Another key issue was that, at a number of questions, the consultation paper sought feedback on legislative issues and options which either required or did not require legislation. However, many of the responses focused on the subject matter more generally, discussed more practical implementation or operation of functions, or outlined the pros and cons of each option, without indicating a preference for adopting legislation or not. The report highlights both the issues related to legislation preferences where available, and outlines the range of other issues discussed, but it should be noted that it was often very difficult to identify any overall preferred approach.

While no campaign responses were received as part of this consultation, there was some evidence of limited co-ordination of responses, particularly between a few local authorities, and between trade union/professional representative bodies and other organisations/individuals. It was not clear which responses were the ‘originals’ but there was evidence of responses at individual questions having been adopted by others. The impact of this on the analysis and findings, however, was negligible given the small scale of co-ordination and the range of views expressed - typically the issues highlighted in these co-ordinated responses were also discussed by others and so merited inclusion in the report, regardless of the co-ordination between a few respondents.

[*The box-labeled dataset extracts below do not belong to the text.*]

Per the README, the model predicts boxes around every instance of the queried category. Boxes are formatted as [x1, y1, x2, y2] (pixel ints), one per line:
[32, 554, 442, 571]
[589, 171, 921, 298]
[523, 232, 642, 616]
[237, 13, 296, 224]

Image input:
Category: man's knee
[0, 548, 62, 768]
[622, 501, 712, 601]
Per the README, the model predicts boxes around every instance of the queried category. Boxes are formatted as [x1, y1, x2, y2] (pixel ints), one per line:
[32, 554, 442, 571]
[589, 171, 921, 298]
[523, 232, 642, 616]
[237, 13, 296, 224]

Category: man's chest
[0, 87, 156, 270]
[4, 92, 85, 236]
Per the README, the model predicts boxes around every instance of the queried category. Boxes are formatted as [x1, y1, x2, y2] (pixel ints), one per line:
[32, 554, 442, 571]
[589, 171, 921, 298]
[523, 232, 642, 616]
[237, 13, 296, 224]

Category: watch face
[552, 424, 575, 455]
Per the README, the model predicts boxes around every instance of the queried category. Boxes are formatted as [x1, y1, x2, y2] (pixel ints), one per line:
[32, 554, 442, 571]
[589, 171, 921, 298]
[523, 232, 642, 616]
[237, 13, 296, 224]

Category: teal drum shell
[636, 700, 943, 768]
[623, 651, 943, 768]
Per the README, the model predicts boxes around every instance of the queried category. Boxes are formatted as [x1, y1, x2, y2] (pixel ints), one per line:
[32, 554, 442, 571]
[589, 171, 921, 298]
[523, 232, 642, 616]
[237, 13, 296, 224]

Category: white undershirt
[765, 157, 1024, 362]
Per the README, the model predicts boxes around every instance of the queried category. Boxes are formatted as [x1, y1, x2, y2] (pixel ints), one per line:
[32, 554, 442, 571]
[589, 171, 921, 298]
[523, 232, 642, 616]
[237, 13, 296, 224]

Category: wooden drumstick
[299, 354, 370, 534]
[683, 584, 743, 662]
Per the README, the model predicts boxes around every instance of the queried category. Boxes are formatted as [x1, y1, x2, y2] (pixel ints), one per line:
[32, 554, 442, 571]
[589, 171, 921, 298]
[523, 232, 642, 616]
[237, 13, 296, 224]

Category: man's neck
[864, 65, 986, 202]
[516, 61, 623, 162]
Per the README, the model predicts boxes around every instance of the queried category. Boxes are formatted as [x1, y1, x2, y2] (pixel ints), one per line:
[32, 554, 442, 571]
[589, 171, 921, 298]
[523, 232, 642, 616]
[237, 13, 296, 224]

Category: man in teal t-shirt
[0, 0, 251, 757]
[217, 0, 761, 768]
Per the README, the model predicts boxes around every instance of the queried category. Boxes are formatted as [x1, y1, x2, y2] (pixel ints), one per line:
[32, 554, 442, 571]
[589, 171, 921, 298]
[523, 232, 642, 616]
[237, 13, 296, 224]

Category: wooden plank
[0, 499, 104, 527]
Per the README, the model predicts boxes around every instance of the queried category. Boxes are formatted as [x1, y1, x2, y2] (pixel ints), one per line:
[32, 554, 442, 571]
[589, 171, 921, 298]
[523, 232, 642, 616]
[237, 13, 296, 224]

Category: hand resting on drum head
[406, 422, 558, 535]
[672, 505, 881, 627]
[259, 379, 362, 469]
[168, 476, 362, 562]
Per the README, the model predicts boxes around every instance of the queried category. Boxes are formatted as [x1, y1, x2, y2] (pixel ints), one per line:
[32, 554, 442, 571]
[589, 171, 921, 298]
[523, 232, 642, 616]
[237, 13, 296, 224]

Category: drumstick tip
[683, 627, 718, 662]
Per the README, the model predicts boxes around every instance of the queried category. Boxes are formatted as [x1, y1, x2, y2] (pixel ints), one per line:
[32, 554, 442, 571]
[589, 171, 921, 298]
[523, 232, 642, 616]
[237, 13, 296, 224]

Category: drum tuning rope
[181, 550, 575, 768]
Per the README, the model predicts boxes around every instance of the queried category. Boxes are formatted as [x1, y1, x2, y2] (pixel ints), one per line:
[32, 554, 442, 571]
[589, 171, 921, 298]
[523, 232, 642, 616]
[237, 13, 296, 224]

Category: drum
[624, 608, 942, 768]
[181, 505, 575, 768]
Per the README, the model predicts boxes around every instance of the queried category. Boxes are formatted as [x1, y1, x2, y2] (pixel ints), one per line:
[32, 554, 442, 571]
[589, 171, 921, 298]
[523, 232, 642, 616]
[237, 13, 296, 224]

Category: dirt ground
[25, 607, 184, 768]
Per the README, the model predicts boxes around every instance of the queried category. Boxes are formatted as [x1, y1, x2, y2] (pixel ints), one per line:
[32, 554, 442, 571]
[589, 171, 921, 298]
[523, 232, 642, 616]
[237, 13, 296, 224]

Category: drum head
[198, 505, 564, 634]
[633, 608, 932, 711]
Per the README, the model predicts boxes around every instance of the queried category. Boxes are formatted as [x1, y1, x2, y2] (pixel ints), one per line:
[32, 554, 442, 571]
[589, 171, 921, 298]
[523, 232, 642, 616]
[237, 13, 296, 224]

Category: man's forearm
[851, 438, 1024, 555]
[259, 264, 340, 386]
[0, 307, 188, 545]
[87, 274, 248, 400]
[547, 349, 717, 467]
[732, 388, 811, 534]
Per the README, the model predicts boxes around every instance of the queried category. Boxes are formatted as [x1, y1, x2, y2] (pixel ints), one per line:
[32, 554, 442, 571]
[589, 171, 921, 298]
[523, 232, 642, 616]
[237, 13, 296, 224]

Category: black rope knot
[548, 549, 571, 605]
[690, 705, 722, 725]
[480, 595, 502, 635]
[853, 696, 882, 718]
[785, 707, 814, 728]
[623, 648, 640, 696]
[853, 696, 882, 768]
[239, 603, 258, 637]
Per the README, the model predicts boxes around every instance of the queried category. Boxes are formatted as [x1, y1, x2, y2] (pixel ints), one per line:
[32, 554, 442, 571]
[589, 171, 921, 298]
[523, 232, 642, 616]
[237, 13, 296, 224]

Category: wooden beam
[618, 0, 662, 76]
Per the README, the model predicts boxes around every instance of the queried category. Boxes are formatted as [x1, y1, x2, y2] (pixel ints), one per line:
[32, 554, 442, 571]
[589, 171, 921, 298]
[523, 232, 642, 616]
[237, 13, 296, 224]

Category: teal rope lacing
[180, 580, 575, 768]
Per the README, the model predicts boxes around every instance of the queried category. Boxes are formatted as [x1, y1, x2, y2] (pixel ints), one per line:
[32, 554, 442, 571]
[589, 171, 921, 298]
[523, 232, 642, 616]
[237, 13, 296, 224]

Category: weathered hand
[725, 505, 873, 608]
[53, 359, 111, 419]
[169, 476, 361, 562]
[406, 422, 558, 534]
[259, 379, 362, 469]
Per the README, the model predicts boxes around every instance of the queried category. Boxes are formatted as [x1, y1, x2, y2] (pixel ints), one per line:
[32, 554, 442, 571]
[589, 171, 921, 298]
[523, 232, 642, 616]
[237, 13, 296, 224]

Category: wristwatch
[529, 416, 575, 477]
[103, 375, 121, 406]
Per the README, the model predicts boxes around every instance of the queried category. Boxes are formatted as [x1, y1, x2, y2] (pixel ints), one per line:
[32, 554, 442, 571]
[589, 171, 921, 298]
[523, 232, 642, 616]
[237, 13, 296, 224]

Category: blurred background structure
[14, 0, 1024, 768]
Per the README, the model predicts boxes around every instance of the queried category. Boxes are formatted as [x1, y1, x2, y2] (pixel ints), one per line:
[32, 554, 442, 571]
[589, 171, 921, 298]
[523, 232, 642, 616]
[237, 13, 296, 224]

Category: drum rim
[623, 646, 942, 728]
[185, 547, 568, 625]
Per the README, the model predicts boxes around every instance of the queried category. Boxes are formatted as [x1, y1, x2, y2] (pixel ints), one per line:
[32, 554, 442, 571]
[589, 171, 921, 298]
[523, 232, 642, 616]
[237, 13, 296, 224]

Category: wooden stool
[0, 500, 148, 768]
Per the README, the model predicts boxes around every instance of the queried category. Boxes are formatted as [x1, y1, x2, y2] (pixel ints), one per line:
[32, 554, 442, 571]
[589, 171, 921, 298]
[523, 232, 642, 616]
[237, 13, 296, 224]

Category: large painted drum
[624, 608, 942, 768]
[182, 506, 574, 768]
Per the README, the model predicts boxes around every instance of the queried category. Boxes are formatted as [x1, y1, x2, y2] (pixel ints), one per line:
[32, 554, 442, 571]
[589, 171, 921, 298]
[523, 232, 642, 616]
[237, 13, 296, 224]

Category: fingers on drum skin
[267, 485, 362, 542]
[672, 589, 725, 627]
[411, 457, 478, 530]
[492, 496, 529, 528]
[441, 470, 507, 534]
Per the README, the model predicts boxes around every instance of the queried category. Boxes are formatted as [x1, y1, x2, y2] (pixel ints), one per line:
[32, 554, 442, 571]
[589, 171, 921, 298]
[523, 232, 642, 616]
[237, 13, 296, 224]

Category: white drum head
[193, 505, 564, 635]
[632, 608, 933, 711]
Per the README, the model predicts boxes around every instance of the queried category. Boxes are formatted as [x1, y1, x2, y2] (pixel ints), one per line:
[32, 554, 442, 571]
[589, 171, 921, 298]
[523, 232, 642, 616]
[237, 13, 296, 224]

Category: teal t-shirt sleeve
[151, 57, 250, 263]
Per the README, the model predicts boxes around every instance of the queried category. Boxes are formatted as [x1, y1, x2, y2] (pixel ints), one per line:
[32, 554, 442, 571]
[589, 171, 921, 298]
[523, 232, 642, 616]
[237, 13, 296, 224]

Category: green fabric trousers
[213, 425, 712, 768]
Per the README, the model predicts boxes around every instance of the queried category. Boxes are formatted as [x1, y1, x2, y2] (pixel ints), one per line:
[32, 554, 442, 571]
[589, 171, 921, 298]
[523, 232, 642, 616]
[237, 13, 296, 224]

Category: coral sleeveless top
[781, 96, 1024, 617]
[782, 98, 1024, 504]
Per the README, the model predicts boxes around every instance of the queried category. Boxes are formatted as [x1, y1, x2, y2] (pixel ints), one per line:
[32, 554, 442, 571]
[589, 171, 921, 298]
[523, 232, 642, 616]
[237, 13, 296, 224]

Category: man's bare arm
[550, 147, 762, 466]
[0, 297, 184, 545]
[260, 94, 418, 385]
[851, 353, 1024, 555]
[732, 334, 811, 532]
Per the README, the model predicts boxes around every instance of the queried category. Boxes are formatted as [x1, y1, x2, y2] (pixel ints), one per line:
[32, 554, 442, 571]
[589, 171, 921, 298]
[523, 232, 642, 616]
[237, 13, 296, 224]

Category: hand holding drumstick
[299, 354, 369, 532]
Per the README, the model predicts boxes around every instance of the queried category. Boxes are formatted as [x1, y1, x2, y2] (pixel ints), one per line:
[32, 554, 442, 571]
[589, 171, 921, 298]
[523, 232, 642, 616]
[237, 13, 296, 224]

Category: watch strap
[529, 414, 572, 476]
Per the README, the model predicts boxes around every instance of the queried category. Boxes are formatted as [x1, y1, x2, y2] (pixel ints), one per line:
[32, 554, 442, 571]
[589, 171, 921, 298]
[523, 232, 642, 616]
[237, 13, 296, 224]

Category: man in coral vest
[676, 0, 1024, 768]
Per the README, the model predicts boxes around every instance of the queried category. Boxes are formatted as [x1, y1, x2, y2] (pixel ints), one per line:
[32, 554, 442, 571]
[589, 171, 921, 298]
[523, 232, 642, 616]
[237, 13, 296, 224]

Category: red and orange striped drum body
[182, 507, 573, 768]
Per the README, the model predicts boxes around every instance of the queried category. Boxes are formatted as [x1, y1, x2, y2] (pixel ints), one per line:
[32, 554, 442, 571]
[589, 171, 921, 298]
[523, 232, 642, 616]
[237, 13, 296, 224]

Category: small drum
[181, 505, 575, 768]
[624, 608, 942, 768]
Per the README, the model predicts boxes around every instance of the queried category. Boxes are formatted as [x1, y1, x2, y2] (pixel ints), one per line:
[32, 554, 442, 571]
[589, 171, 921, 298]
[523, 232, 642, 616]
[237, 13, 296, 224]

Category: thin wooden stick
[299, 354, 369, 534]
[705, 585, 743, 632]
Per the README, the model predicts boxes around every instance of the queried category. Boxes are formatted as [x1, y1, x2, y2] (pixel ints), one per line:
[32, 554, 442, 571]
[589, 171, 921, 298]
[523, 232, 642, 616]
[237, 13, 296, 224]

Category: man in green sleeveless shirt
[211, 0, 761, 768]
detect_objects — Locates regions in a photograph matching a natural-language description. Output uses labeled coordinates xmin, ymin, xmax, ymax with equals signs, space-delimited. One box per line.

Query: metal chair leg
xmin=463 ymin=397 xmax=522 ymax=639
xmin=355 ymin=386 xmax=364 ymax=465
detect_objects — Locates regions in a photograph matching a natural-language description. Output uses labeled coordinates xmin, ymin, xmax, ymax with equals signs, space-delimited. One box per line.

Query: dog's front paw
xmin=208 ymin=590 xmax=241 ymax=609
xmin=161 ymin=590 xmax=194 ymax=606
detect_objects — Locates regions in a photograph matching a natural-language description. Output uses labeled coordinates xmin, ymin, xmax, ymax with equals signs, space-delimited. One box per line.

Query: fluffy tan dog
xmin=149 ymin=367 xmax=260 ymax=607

It was possible for respondents to participate in the consultation in multiple ways, i.e. submitting a consultation response, either via the online portal or directly via email, and attending an event. In such cases, all input has been considered and included here for completeness, but this should be borne in mind when considering the results as there might be some duplication in views offered by people who contributed using more than one method.

While the events adopted a broader approach and facilitated more open discussion which did not follow the set consultation questions, they tended to identify many of the same issues as the written responses. Therefore, the findings from both strands have been collated and presented together in the relevant sections below.

Where individual respondents offered views that differed from those submitted by organisations, or where views differed between the different organisational sectors, this is identified and outlined in the narrative of the report. However, it should be noted that there was much overlap in the views between respondent types.

Finally, the findings here reflect only the views of those who chose to respond to this consultation. It should be noted that respondents to a consultation are a self-selecting group. The findings should not, therefore, be considered as representative of the views of the wider population.

Remainder of this Report

Chapters 2 and 3 below set out the findings in relation to the proposals for the new qualifications body and the new inspectorate respectively. These chapters present the results as they relate to each consultation question. A significant volume of additional comments, often related to more operational elements of the new organisations or of the delivery of qualifications, assessments and the inspection process, were also provided across responses. This information is included at Chapter 4 and is presented by theme rather than by consultation question in order to avoid repetition. The final chapter sets out recurring comments that were repeated across the consultation questions, and outlines next steps for progressing the Education Bill.